Exercise during exam season is not a luxury. John Ratey's research on exercise and the brain shows that even 20 minutes of moderate exercise increases BDNF (brain-derived neurotrophic factor — the growth factor for new neural connections), improves mood, reduces cortisol, and significantly improves memory consolidation for material studied in the hours following exercise. A 20-minute walk after a study session is better for retention than 20 more minutes of study.
Social connection: the cognitive and emotional cost of isolation — loneliness's effect on cortisol, sleep, and immune function — is well-documented. Brief, genuine social contact (even 15 minutes of real conversation with a friend) has measurably positive effects on subsequent cognitive performance.
The 90% rule: if you maintain 90% of your normal sleep, eating, movement, and social habits during exam season, you will perform significantly better than if you sacrifice them in pursuit of more study hours.
Find a comfortable position · Read slowly
For the next exam season, make these three non-negotiables:
1. Sleep floor: I will not sleep less than ___ hours, no matter what. (Minimum 7.)
2. Movement: I will move my body for at least 20 minutes every day.

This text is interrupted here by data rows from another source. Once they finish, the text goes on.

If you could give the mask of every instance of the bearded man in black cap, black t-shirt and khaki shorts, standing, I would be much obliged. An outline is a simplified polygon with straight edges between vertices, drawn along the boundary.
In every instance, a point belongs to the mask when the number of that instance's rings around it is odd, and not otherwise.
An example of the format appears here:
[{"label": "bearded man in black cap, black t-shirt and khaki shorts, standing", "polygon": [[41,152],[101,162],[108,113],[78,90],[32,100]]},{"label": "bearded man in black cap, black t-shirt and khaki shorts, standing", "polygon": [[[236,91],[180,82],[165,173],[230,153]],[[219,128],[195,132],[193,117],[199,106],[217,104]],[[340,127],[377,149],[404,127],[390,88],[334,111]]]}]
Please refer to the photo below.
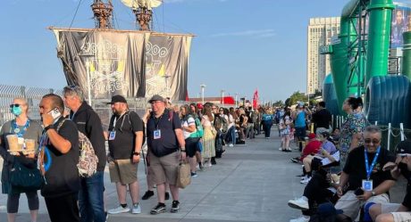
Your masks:
[{"label": "bearded man in black cap, black t-shirt and khaki shorts, standing", "polygon": [[129,212],[126,193],[129,185],[133,207],[131,213],[141,213],[138,204],[138,161],[144,140],[144,124],[138,114],[129,111],[126,99],[114,95],[111,104],[113,116],[108,127],[110,179],[115,183],[120,206],[108,210],[110,214]]}]

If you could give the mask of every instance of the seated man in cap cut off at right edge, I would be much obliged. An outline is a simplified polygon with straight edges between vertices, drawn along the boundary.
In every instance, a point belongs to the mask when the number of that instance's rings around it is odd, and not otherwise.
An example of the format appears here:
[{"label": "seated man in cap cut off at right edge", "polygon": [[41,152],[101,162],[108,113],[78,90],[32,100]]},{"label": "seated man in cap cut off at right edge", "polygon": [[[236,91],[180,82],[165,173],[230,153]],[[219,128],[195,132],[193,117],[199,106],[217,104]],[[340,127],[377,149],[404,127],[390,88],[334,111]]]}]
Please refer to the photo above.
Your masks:
[{"label": "seated man in cap cut off at right edge", "polygon": [[385,170],[390,170],[391,176],[407,179],[407,194],[402,203],[375,204],[369,214],[377,222],[406,222],[411,221],[411,140],[399,142],[395,162],[385,164]]}]

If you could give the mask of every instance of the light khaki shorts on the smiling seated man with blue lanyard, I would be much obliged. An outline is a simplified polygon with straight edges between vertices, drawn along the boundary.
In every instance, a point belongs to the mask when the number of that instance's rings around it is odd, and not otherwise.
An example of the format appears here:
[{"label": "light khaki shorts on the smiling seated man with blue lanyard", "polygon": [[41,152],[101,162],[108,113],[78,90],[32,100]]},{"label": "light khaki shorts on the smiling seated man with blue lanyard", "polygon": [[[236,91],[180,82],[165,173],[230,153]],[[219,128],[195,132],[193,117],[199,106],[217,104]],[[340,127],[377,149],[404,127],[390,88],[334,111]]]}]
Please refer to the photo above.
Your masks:
[{"label": "light khaki shorts on the smiling seated man with blue lanyard", "polygon": [[359,210],[361,206],[367,202],[388,203],[390,202],[390,198],[388,197],[387,193],[383,193],[380,195],[372,196],[370,199],[368,199],[368,201],[364,202],[358,201],[358,199],[356,199],[356,194],[354,194],[354,191],[348,191],[343,196],[341,196],[339,201],[337,201],[337,203],[335,204],[335,209],[343,210],[343,214],[354,221],[356,217],[359,216]]}]

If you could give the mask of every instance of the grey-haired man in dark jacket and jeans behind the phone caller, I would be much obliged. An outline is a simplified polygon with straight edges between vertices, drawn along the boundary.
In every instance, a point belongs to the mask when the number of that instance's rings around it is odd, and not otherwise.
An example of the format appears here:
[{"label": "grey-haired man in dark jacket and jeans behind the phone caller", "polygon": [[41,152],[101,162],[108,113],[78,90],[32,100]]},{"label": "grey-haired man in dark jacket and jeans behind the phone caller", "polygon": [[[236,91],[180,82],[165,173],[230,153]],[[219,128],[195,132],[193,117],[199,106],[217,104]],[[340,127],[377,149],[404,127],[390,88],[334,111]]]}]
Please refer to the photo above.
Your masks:
[{"label": "grey-haired man in dark jacket and jeans behind the phone caller", "polygon": [[[98,158],[96,173],[91,177],[80,177],[79,208],[82,222],[104,222],[104,175],[105,136],[101,120],[96,111],[84,101],[79,86],[65,86],[63,101],[71,111],[69,119],[76,123],[78,130],[88,137]],[[81,149],[81,147],[80,147]]]}]

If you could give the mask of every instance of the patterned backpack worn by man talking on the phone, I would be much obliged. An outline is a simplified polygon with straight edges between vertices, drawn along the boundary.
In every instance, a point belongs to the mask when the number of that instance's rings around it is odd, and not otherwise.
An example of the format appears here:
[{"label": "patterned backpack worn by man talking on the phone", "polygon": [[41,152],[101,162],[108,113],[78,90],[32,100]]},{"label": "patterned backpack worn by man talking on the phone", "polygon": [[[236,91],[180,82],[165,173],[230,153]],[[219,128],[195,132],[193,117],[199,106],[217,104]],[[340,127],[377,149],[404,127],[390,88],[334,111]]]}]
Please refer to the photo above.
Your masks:
[{"label": "patterned backpack worn by man talking on the phone", "polygon": [[[63,126],[65,120],[66,119],[63,119],[63,121],[59,124],[59,126],[57,127],[57,131],[60,129],[60,127]],[[79,130],[77,130],[77,132],[79,133],[80,151],[77,169],[79,169],[80,177],[91,177],[96,173],[98,157],[96,156],[93,144],[91,144],[88,137],[81,133]]]}]

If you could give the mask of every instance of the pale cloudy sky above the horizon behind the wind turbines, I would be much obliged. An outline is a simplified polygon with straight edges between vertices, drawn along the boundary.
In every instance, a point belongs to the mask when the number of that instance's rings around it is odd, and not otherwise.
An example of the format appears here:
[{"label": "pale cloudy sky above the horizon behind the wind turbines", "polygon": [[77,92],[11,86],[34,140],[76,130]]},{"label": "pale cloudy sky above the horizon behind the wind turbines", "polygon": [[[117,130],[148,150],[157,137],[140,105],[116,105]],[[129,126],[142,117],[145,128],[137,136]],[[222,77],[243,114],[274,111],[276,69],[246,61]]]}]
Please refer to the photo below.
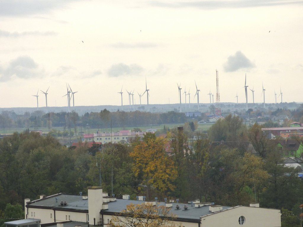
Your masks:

3. One social connection: I will have at least one genuine (not WhatsApp) conversation with a friend each day.
These are not indulgences. They are the conditions under which your studying actually produces results.
Taking care of yourself during exams is not selfishness or weakness. It is the science of performing well. The student who sleeps consistently outperforms the student who stays up — every time.